Here's the alternate universe timeline that I think should have happened:
1. Intel and AMD announce that they have discovered some flaws in their CPU design that could lead to "side channel' attacks, something that is difficult to anticipate, and NOT disclose the details.
2. Intel and AMD work out fixes for this problem, and share 'mitigations' with all operating system vendors.
3. Intel and AMD release new CPUs that are designed NOT to have these flaws, and provide well tested working microcode for older systems.
4. After all of the fixes are in place, the details are released so people understand what happened.
This would result in Intel and AMD looking VERY good. Initially they get a small hit, but being THAT HONEST about the cock-up will eventually turn around to help them. And NOT disclosing the details helps prevent 0-days from emerging.
The thing about Meltdown and Spectre is that it's not intuitively obvious since they're side-channel attacks [for the most part]. So exploiting them without a really good explanation of what the flaw is would be "hard to guess", a sort of 'security by obscurity' that can last long enough to patch it.

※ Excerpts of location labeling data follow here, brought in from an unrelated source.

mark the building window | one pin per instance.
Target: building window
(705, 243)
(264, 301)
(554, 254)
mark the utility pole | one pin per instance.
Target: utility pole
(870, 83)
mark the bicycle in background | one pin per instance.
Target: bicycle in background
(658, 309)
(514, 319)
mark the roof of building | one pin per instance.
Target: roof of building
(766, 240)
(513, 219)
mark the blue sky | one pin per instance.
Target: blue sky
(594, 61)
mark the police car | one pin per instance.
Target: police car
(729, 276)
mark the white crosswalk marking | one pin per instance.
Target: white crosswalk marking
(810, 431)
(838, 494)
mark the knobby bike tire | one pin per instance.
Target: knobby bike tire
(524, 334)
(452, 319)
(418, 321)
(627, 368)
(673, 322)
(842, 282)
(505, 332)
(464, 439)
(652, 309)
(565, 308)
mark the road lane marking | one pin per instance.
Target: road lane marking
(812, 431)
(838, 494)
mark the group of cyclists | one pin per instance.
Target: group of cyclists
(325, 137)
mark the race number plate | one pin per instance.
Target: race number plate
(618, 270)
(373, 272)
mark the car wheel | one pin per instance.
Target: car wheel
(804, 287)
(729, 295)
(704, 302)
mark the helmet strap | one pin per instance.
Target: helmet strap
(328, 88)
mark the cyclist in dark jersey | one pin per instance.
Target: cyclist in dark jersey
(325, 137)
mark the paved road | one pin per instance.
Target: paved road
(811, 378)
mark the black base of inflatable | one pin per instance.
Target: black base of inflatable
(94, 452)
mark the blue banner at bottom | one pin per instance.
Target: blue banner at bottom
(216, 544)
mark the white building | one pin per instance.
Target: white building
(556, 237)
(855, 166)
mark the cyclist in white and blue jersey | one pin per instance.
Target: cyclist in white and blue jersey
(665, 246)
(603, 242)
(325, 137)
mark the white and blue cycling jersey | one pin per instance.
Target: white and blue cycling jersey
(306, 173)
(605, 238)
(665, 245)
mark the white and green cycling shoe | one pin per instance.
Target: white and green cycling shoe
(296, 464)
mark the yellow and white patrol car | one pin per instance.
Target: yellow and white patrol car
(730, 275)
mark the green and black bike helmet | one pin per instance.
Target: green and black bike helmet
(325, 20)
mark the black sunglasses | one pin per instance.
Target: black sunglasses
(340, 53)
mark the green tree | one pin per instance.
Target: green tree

So if Intel and AMD had simply bitten the bullet and and admitted the existence of the flaw the moment it was discovered, they MIGHT have INCREASED THEIR SALES overall as a direct result, as people replace old hardware [which was previously considered 'good enough'] to avoid any slowdowns or potential un-patched vulnerabilities.
In any case, this "alternate universe" scenario didn't happen. That made the original cock-up WORSE.